A little background on what I'm trying to do. My objective is to create a custom UIView, which is circular progress bar, a ring basicly, somewhat similar to the activity indicator as seen in the TweetBot iPhone app (displays when you drag to refresh, which can be seen in action here, around 17-18 seconds into the video, on top of the iphone screen). I want the progress indicator (the fill of the ring) to be a simple two color gradient, which can be set programmatically, and the view to be resizable.
Filling the ring shape with a gradient that "follows" the arc of the ring is where I'm stuck. The answers that I get from googling, reading Apple's Core Graphics documentation on gradients and searching on SO are either about radial gradients or linear/axial gradients, which is not what I'm trying to achieve.
The thread linked above suggests using pre-made images, but this isn't an option because the colors of the gradient should be settable, the view should be resizable and the fill of the progress bar isn't always 100% full obviously (which would be the state of the gradient as shown in the picture in the thread above).

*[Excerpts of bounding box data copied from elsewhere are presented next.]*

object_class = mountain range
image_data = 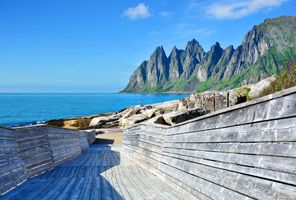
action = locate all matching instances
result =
[122,16,296,93]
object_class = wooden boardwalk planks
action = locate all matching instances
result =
[0,145,188,200]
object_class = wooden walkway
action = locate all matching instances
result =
[0,145,182,200]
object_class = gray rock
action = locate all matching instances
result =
[155,108,208,125]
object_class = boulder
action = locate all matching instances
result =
[89,115,120,126]
[119,114,150,128]
[155,108,208,125]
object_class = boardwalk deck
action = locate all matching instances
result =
[0,144,182,200]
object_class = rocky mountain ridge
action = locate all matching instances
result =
[123,16,296,92]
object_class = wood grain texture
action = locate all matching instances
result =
[0,126,94,194]
[123,87,296,200]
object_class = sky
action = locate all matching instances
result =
[0,0,296,93]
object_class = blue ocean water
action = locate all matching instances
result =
[0,94,187,126]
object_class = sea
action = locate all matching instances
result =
[0,93,188,127]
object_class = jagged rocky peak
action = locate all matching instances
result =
[124,16,296,92]
[185,39,205,62]
[169,46,184,80]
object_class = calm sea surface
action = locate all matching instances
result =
[0,94,187,126]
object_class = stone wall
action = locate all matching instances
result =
[0,126,94,194]
[123,87,296,200]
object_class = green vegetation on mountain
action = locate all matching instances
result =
[123,16,296,92]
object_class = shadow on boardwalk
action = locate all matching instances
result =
[0,145,123,200]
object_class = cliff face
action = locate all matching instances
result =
[123,16,296,92]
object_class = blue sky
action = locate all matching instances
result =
[0,0,296,92]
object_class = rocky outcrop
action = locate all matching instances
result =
[47,77,276,129]
[123,16,296,92]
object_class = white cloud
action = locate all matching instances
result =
[206,0,285,19]
[159,11,173,17]
[124,3,151,20]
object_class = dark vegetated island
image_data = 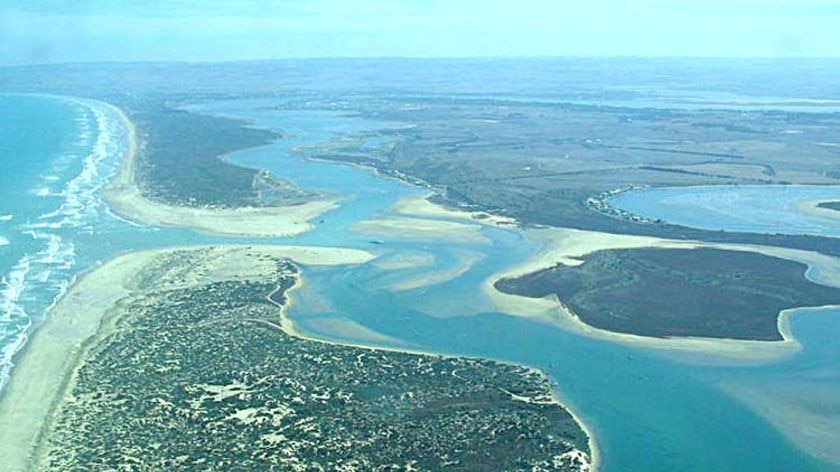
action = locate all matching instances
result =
[44,251,591,472]
[129,102,317,208]
[496,248,840,341]
[817,202,840,211]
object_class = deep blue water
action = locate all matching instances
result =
[0,97,840,471]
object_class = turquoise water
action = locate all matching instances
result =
[0,97,838,471]
[610,185,840,237]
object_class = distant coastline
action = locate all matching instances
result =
[100,101,339,237]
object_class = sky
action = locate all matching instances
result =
[0,0,840,65]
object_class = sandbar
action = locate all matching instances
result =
[391,192,519,227]
[350,217,490,244]
[0,245,374,471]
[796,196,840,221]
[101,101,340,237]
[482,228,840,363]
[389,250,486,291]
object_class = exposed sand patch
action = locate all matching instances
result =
[0,246,373,471]
[391,193,518,227]
[103,102,339,237]
[482,228,840,362]
[306,318,406,346]
[373,251,435,270]
[796,195,840,221]
[718,372,840,464]
[350,217,490,244]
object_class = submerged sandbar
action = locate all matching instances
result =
[0,246,593,471]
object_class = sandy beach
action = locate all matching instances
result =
[350,217,490,244]
[101,102,340,237]
[482,228,840,363]
[391,193,518,227]
[0,246,373,471]
[796,196,840,221]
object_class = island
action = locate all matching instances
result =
[0,246,593,471]
[495,248,840,341]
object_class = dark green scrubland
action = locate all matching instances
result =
[496,249,840,341]
[45,253,590,472]
[130,105,317,208]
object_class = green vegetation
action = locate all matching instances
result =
[131,104,315,208]
[42,251,589,472]
[310,95,840,255]
[496,248,840,341]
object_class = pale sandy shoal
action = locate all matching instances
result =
[280,276,600,472]
[796,195,840,221]
[717,370,840,465]
[101,101,340,237]
[391,192,518,227]
[388,250,487,292]
[373,251,435,271]
[0,245,373,471]
[350,217,490,244]
[482,228,840,363]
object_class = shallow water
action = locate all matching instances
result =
[610,185,840,238]
[0,97,840,471]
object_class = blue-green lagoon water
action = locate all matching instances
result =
[0,97,840,471]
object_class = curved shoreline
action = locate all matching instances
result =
[482,228,840,363]
[280,275,601,472]
[99,99,340,237]
[0,245,374,471]
[796,196,840,222]
[0,245,599,471]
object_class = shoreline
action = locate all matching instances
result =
[0,244,599,471]
[0,244,375,471]
[482,228,840,363]
[796,196,840,222]
[275,275,600,472]
[99,99,341,237]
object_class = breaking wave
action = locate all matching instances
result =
[0,99,124,389]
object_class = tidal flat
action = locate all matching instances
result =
[495,248,840,341]
[0,247,593,471]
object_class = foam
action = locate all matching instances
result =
[0,94,123,389]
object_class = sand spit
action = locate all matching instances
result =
[351,217,490,244]
[391,193,518,227]
[280,277,601,472]
[101,102,339,237]
[717,372,840,465]
[0,246,373,471]
[373,251,435,270]
[483,228,840,363]
[796,197,840,221]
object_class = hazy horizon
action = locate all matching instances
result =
[0,0,840,65]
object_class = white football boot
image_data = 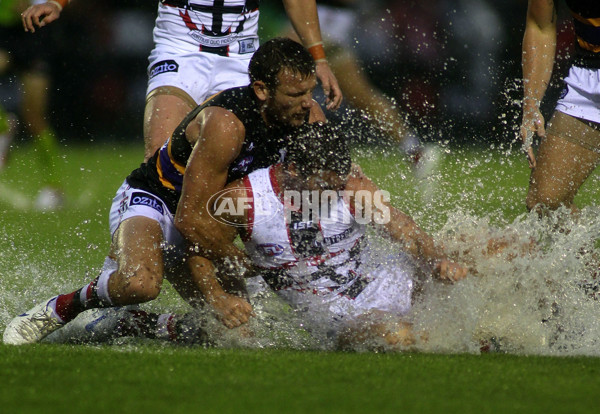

The only solution that I've come up with is to draw the gradient "manually", so without using a CGGradientRef
, clipping small slices of the gradient with single solid color fills within a circular path. I don't know exactly how well this will perform when the bar is being animated though, it shouldn't be that bad, but it might be a problem.
So my first question:
Is there an easier/different solution to draw a conical/arcing gradient in Objective-C (IOS) than the solution I've come up with?
Second question:
If I have to draw the gradient manually in my view using the solution I came up with, how can I determine or calculate (if this is even possible) the value (HEX or RGBA) of each color "slice"开发者_StackOverflow社区 of the gradient that I'm trying to draw, as illustrated in the image below.
(Can't link image) gradient slice illustration
Looks to me like a job for a pixel shader. I remember seeing a Quartz Composer example that simulated a radar sweep, and that used a pixel shader to produce an effect like you're describing.
Edit:
Found it. This shader was written by Peter Graffignino:
kernel vec4 radarSweep(sampler image, __color color1,__color color2, float angle, vec4 rect)
{
vec4 val = sample(image, samplerCoord(image));
vec2 locCart = destCoord();
float theta, r, frac, angleDist;
locCart.x = (locCart.x - rect.z/2.0) / (rect.z/2.0);
locCart.y = (locCart.y - rect.w/2.0) / (rect.w/2.0);
// locCart is now normalized
theta = degrees(atan(locCart.y, locCart.x));
theta = (theta < 0.0) ? theta + 360.0 : theta;
r = length(locCart);
angleDist = theta - angle;
angleDist = (angleDist < 0.0) ? angleDist + 360.0 : angleDist;
frac = 1.0 - angleDist/360.0;
// sum up 3 decaying phosphors with different time constants
val = val*exp2(-frac/.005) + (val+.1)*exp2(-frac/.25)*color1 + val*exp2(-frac/.021)*color2;
val = r > 1.0 ? vec4(0.0, 0.0,0.0,0.0) : val; // constrain to circle
return val;
}
The thread linked above suggests using pre-made images, but this isn't an option because the colors of the gradient should be settable, the view should be resizable and the fill of the progress bar isn't always 100% full obviously (which would be the state of the gradient as shown in the picture in the thread above).
Not a problem!
Use the very black-to-white image from the other question (or a bigger version if you need one), in the following fashion:
- Clip to whatever shape you want to draw the gradient in.
- Fill with the color at the end of the gradient.
- Use the black-to-white gradient image as a mask.
- Fill with the color at the start of the gradient.
You can rotate the gradient by rotating the mask image.
This only supports the simplest case of a gradient with a color at each extreme end; it doesn't scale to three or more colors and doesn't support unusual gradient stop positioning.